Os carros elétricos vão resolver algumas coisas, principalmente baixando de preço. Não vou fazer considerações sobre o impacto ambiental das baterias nem sobre aquilo que será o fim da vida útil destes automóveis e destas baterias. Não sou especialista nessa matéria e já ouvi várias teorias, pelo que não me quero pronunciar. Mas há uma coisa que vai estar de acordo comigo: em termos de mobilidade, os carros elétricos, relativamente aos carros a gasóleo ou a gasolina não alteram nada. Um carro elétrico ocupa tanto espaço numa rua como um carro a gasolina ou a gasóleo. Quer isto dizer que, se conseguíssemos substituir todos os carros que temos hoje a gasolina ou a gasóleo por carros elétricos num estalar de dedos, o problema da mobilidade, amanhã, seria exatamente o mesmo que era ontem. O transporte público é sempre muito mais ambientalmente aceitável do que o individual, mas, na medida em que não vai buscar cada um de nós a sua casa, a solução para ele ser mais competitivo é ter uma velocidade comercial melhor e ser gratuito. A velocidade comercial da STCP, em algumas zonas da cidade, é de 7 km/h. Se nós conseguirmos melhorar essa velocidade para 20 km/h, um conjunto assinalável de pessoas que hoje não usam o transporte público já não terão o problema de andar cinco minutos até à paragem de autocarro, porque esses cinco minutos serão depois recuperados pela velocidade do autocarro.

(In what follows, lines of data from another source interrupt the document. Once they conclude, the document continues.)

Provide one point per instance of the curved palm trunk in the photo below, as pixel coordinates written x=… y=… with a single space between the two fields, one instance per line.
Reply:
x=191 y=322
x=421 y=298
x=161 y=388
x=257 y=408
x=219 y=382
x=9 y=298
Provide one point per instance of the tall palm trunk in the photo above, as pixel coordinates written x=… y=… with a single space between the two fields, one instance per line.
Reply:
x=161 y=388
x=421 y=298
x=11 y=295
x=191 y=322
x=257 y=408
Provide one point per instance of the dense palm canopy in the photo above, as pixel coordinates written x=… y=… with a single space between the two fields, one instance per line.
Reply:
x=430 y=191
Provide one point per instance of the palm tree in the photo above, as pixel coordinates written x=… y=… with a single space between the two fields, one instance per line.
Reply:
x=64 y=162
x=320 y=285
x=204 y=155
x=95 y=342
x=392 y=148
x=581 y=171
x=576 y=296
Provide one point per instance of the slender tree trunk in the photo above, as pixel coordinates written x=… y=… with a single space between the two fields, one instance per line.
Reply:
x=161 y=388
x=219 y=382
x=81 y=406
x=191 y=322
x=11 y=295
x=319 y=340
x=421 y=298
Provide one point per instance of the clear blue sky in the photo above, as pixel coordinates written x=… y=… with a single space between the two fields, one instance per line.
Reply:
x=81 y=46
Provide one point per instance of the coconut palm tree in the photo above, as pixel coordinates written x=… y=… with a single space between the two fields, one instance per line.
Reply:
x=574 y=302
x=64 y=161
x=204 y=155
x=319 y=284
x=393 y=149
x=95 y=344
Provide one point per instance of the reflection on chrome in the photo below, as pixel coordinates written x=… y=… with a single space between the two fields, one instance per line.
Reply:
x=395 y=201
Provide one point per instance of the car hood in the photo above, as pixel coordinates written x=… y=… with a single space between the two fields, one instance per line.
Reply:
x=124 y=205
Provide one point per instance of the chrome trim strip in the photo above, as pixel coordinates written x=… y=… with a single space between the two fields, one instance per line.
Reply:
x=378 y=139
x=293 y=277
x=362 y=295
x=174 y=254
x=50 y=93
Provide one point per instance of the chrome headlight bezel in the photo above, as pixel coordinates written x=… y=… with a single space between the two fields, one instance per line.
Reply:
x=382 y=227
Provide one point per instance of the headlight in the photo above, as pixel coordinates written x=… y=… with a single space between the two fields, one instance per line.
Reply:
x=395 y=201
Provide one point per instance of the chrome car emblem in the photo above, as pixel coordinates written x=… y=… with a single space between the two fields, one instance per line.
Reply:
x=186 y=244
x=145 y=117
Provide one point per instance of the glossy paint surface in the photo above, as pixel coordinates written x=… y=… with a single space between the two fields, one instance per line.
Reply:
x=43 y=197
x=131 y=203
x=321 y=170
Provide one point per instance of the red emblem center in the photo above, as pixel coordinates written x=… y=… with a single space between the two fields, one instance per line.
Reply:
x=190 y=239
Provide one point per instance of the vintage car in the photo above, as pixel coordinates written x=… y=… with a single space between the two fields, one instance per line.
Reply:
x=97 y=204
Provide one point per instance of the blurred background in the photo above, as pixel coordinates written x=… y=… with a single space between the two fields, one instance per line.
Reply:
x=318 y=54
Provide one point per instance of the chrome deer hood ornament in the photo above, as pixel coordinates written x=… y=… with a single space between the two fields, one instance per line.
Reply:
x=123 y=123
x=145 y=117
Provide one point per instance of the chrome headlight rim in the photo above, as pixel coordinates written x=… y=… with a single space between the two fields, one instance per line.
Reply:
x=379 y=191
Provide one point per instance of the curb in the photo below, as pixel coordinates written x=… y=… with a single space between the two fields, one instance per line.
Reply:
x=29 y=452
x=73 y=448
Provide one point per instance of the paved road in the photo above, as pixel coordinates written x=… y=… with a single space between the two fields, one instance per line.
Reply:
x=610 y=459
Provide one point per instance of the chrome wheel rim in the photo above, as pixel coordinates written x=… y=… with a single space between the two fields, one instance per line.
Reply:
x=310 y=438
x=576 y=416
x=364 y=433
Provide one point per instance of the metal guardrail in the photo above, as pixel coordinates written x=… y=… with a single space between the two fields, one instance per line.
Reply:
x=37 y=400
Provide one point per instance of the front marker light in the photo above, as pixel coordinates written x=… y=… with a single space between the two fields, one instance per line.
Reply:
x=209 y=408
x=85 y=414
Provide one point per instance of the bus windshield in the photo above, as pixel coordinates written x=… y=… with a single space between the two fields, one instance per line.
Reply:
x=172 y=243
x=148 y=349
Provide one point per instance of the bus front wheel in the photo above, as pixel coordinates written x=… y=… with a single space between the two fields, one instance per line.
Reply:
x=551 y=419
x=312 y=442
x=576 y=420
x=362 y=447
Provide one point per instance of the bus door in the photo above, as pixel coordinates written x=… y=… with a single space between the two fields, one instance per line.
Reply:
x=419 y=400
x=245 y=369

Portanto, parece-me que o transporte individual de passageiros, não resolvendo o problema da mobilidade, impede também que seja resolvido o problema da apropriação do espaço público.
O transporte público é sempre muito mais ambientalmente aceitável do que o individual
No fundo, é uma pena chegarmos a uma rua e observarmos que, dos dois lados, estão carros estacionados. Se calhar, aquele espaço era muito melhor para outros fins. Isso, com o transporte individual por si, não é possível: seja o carro elétrico, o carro a pedais, o carro que for! O espaço público é escasso, e isso é particularmente visível numa cidade como o Porto. Assim, gostaria que o transporte fosse gerido de uma forma que resolvesse ou compensasse essa escassez. Eu acho que, a par de andar a pé, de bicicleta ou de trotineta, o transporte público, apesar de tudo, é mais eficiente do que o transporte individual.